With the picture filling in, Trayvon’s death became big news. Charles Blow wrote a powerful column in the Times. The online petition began to gather signatures at a record clip, nearing a million and a half last night. The Justice Department opened a civil-rights investigation this week, and the Seminole County state attorney said he would refer the case to a grand jury. Even the White House, responding to a question at a press conference, said that it was “monitoring” the situation through the central Florida office of the F.B.I. On Wednesday, Trayvon’s parents spoke at a rally and march in Union Square. (Matthew McKnight and Jelani Cobb weighed in for The New Yorker.) The next day, the police chief in Sanford said he would “temporarily remove” himself from the job. With this breadth and level of public attention and outrage, it is becoming possible to imagine the death of Trayvon Martin taking its place alongside, say, the death of Emmett Till as a terrible marker of the ongoing peril of being young, black, and male in this country.
Openly racist, all-white juries made certain that the confessed killers of Emmett Till (who was fourteen) walked free in Mississippi in 1955. In Florida today, the Stand Your Ground law may yet block the workings of justice. The law extends the traditional Castle Doctrine, under which the use of force is permitted to defend one’s home, to the highways and beaches and bars, affording legal immunity to someone who uses “deadly force if he or she reasonably believes it is necessary to do so to prevent death or great bodily harm to himself or herself or another or to prevent the commission of a forcible felony.” Note the freewheeling vigilantism invited by the last phrase, “or to prevent the commission of a forcible felony.” This is a true “shoot first” law. It even bars civil suits by the family of the deceased. Its passage was strongly backed and loudly celebrated by the National Rifle Association, whose leaders vowed to replicate Stand Your Ground in other states. To date, with the help of the American Legislative Exchange Council, which is a secretive, corporate-funded, right-wing pressure group, the N.R.A. has succeeded in getting Stand Your Ground laws passed in some twenty states.
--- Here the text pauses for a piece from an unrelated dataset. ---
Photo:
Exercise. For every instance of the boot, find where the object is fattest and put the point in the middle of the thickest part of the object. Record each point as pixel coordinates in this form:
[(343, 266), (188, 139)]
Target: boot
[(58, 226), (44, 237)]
Can the American gun-rights movement ever go too far, politically? In Florida, prosecutors and police associations opposed Stand Your Ground, to no effect. Since the law was passed, the number of “justifiable homicides” has tripled. Last year, according to the Tampa Bay Times, “twice a week, on average, someone’s killing was considered warranted.” This week, the state attorney in Tallahassee, Willie Meggs, told the Times, “The consequences of the law have been devastating around the state. It’s almost insane what we are having to deal with.” Gang members, drug dealers, and road-rage killers are, according to Meggs, all successfully invoking Stand Your Ground. “The person who is alive always says, ‘I was in fear that he was going to hurt me.’ … And the other person would say, ‘I wasn’t going to hurt anyone.’ But he is dead. That is the problem they are wrestling with in Sanford.”
That is one of the problems they are wrestling with in Sanford.